Bob has set up three web servers on Windows Server 2008 IIS 7.0. Bob has followed all the recommendations for securing the operating system and IIS. These servers are going to run numerous e-commerce websites that are projected to bring in thousands of dollars a day. Bob is still concerned about the security of these servers because of the potential for financial loss. Bob has asked his company’s firewall administrator to set the firewall to inspect all incoming traffic on ports 80 and 443 to ensure that no malicious data is getting into the network.
Why will this not be possible?
A.
Firewalls cannot inspect traffic coming through port 443
B.
Firewalls can only inspect outbound traffic
C.
Firewalls cannot inspect traffic at all, they can only block or allow certain ports
D.
Firewalls cannot inspect traffic coming through port 80
Firewalls can block ports but a statefull inspection firewall can inspect traffic. That having been said firewalls, IDS and IPS are blind to SSL, SSH or other encrypted traffic.
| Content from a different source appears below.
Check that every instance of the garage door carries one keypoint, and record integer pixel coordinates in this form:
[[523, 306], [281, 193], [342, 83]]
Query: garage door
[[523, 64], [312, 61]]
Not entirely true if they do SSL intercept. This may break some applications (usually in-house ones that don’t expect SSL errors) but most web-sites will still function without user knowledge.
At that point it’s not a “firewall” by the definition of this old test. They must mean just ports and protocols allowed or disallowed. Also, keep in mind, the questino said from all kinds of attacks. So what about sqli or ssi on his vulnerable server? The firewall will not stop this kind of activity. What if I created an upload form on a vulnerable web page on that server and uploaded a virus/worm to that server, what does a FW have to do with that protection? Nothing!